Scientists have developed a new way of scanning the heart that could predict who will have a heart attack.

It has the potential to revolutionise treatment for one of the biggest killers in the world, says the team at the University of Oxford.

It works by analysing the fat and inflammation around arteries to see which are a ticking time bomb.

And it could allow high-risk patients to be given more intensive treatment to avoid a heart attack or stroke.

The researchers were looking at the role of inflammation in heart disease.

Inflammation is that red, swollen and sore feeling you get after a cut - but the same process plays out in all the tissues in the body.

On the inside of your blood vessels, inflammation is linked to the build-up of unstable plaques. These can break apart, block a coronary artery and starve the heart of oxygen - namely a heart attack.

Image source, University of Oxford
Image caption,
Scan showing dangerous inflammation of the arteries

"The holy grail in cardiology is the ability to pick up inflammation in coronary arteries, it's been a challenge for the past 50 years," said Prof Charalambos Antoniades, one of the researchers.

The study, published in Science Translational Medicine, shows inflammation changes the behaviour of fat around the outside of blood vessels.

When there is inflammation, the fat starts to break down and the surrounding tissue becomes more watery.

This can be picked up by analysing CT scans, which are already a part of heart health exams.

The redder the tissue appears, the greater the level of inflammation and the greater danger.

This study is just the appetizer - it showed the changes can be detected in people who are already having cardiac surgery.

The main course should arrive by the end of the year.
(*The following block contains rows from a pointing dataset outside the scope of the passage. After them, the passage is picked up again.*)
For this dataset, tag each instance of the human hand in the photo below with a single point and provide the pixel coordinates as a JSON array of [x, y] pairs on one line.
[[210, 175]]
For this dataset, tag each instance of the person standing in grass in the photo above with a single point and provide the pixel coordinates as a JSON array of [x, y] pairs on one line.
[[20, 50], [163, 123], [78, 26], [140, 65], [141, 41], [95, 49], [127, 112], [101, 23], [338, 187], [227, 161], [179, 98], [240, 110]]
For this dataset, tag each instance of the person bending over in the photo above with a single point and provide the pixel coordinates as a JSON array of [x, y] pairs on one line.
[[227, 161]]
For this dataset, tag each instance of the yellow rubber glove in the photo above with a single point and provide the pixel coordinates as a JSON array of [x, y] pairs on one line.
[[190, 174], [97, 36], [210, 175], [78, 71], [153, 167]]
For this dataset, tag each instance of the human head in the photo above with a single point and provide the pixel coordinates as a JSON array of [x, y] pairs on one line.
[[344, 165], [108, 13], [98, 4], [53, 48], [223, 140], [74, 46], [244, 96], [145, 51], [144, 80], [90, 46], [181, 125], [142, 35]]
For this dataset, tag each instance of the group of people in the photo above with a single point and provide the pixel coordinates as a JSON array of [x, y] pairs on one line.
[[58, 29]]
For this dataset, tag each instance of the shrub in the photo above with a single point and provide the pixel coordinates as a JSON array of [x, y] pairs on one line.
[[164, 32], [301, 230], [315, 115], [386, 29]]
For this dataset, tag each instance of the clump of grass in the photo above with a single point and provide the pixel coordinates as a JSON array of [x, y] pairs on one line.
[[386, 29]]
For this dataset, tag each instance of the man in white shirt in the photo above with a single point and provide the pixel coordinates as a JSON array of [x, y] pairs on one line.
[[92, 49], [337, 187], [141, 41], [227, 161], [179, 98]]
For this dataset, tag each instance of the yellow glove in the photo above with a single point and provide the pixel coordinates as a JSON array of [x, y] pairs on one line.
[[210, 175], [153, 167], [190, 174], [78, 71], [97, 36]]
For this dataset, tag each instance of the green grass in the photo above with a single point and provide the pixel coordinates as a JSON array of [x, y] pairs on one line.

The team is going over 2,000 heart scans to see how good their method is at predicting heart attacks in people who appear healthy.

Prof Antoniades told the BBC News website: "This technology may predict who will have a heart attack in the future.

"It means you could go to your GP, change your prescription and prevent it before it happens."

For example, it could show somebody who appears healthy is in the early stages of heart disease and needs cholesterol-lowering statins.

Or somebody could be at seriously high risk and needs more drastic interventions.

Prof Metin Avkiran, associate medical director at the British Heart Foundation, said: "Discovering which plaques are likely to rupture, so people can be treated before such a devastating event strikes, is a major objective of current research.

"If the technique lives up to its promise in larger trials in patients, it could lead to more effective treatment to avoid a potentially fatal heart attack or stroke."